Domenic: seems like a pure win because it allows you not to have to put everything in one file to keep things private.

url: significantly improve the performance of the url module

#933 / @mikeal

This will get rolled in to the major version issue Chris is putting together.

Ship websockets in core

#1010 / @piscisaureus

Bert: I’m not sure I believe in this any more; the major reason I wanted this was that building native addons is terrible, but people brought up that the native part of the web socket implementations only do some bitwise buffer stuff and so we could probably just add those to core.

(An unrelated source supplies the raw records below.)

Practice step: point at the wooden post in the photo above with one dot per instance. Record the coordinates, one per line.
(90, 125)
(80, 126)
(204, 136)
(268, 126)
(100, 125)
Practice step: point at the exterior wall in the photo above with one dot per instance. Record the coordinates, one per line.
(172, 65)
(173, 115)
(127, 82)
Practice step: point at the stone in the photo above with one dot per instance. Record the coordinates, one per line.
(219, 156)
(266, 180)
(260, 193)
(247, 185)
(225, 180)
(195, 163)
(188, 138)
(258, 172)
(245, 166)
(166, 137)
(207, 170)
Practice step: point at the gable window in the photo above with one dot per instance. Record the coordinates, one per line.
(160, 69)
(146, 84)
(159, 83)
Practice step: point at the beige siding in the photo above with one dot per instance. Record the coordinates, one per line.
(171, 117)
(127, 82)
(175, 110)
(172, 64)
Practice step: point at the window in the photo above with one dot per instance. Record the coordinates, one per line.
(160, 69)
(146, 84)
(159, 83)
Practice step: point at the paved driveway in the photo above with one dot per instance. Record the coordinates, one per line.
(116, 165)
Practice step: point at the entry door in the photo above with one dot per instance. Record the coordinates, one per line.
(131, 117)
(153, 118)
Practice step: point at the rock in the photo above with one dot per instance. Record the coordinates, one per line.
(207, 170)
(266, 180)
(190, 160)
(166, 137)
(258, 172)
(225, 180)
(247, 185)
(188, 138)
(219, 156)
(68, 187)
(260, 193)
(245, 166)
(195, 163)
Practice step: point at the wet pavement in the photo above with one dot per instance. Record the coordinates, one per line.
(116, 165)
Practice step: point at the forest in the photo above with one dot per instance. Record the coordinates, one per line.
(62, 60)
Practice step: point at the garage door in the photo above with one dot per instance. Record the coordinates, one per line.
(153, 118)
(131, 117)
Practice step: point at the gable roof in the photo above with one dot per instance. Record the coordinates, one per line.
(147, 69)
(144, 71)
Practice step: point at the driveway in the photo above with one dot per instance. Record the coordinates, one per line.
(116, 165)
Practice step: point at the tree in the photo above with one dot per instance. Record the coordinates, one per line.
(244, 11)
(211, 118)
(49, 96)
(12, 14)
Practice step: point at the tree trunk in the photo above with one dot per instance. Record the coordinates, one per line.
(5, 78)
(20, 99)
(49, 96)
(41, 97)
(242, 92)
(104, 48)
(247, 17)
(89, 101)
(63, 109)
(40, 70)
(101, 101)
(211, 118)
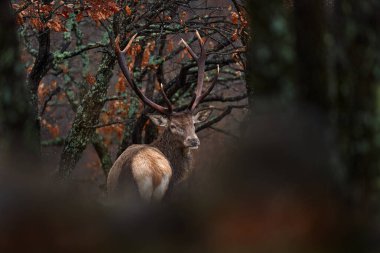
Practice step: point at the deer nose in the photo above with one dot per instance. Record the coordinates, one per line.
(192, 142)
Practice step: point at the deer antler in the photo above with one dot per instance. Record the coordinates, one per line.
(123, 66)
(201, 62)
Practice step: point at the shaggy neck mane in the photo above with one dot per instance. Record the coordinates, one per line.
(178, 156)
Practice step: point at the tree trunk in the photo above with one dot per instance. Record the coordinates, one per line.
(312, 83)
(87, 116)
(357, 76)
(19, 141)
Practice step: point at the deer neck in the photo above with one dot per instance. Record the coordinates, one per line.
(178, 156)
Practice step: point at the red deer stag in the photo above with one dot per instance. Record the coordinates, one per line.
(157, 167)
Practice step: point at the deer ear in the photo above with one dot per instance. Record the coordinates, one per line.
(202, 116)
(158, 120)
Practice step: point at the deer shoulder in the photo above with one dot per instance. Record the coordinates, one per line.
(156, 167)
(147, 166)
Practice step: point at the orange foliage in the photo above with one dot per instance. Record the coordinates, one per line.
(90, 79)
(120, 86)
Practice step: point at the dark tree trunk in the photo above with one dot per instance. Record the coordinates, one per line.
(86, 118)
(271, 54)
(357, 76)
(310, 24)
(19, 139)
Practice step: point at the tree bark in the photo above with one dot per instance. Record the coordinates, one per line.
(357, 77)
(19, 141)
(310, 30)
(87, 116)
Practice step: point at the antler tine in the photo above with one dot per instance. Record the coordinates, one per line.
(214, 81)
(166, 99)
(123, 66)
(201, 61)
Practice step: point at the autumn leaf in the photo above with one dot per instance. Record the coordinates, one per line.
(120, 86)
(128, 10)
(90, 79)
(37, 24)
(234, 18)
(235, 36)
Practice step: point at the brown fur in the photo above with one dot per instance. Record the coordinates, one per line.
(169, 155)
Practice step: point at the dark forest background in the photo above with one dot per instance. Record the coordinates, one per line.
(303, 174)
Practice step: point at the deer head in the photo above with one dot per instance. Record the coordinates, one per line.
(179, 124)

Discussion of how we should probably just add more Buffer methods to core.

Bert: there’s another aspect of this. At some point Node was really modern, but we’ve fallen behind. We can’t even get HTTP/2 or web sockets, we’re in trouble.

Domenic: we’ve learned a lot over the last few years that pushes us to userland code instead of in core. But we need to have some things be “official.”

Trevor: I would like the infrastructure for HTTP/2 to be similar to HTTP/1, with http-parser etc.

Ben: is there any reason HTTP/2 couldn’t be done in pure JS?

Discussion of http-parser and current HTTP/1 implementation strategy and speed.

Bert: I think as a TC what we should say is “we would like to support HTTP/2, but want to see some userland ideas first.” We don’t need to actually start implementation progress right now.

Ben: does anyone on the TC want to write a userland HTTP/2 module?

Discussion of how Fedor already has a SPDY implementation.

Trevor: are we going to do TLS-only HTTP/2?

Mikeal: we probably don't want to, because our HTTPS is not as fast as terminators.

Conclusion: We should start an issue in NG about the core modules/modernity stuff. We should publicly state that we’re interested in supporting HTTP/2 in the related issue thread, although we’re not sure about implementation strategy and want to see experiments.

RFC: upgrade to V8 4.2?

#1026 / @bnoordhuis

  • Ben: V8 4.1 has gone gold/stable so we should probably upgrade by un-floating a revert we placed on top of it. I propose we revert that revert, so that we get 4.1-as-shipped-in-Chrome. #952 for details on the floating revert.
  • Domenic: do we have clarity about ABI vs. API implications for io.js major version?
  • Ben: ABI change means everyone has to recompile their add-ons so we should bump the minor.
  • Fedor: this feels more like a major version?
  • Domenic: do we consider forcing people to run “npm rebuild” a breaking change?
  • Chris: I think I agree that users should not expect to have to rebuild within the same major version.
  • Mikeal: how often does a V8 ABI change happen after that V8 gets into stable Chrome?
  • Domenic: not sure, but would suspect not often at all. Maybe we should check with V8.
  • Ben: yes, not often.
  • Fedor: having a call with V8 might be helpful.
  • Mikeal: if it doesn’t happen, then we won’t end up in this situation again.

Conclusion:

Work with V8 team to make sure this doesn’t happen again Add “un-revert” to the growing list of issues that would trigger a minor version bump.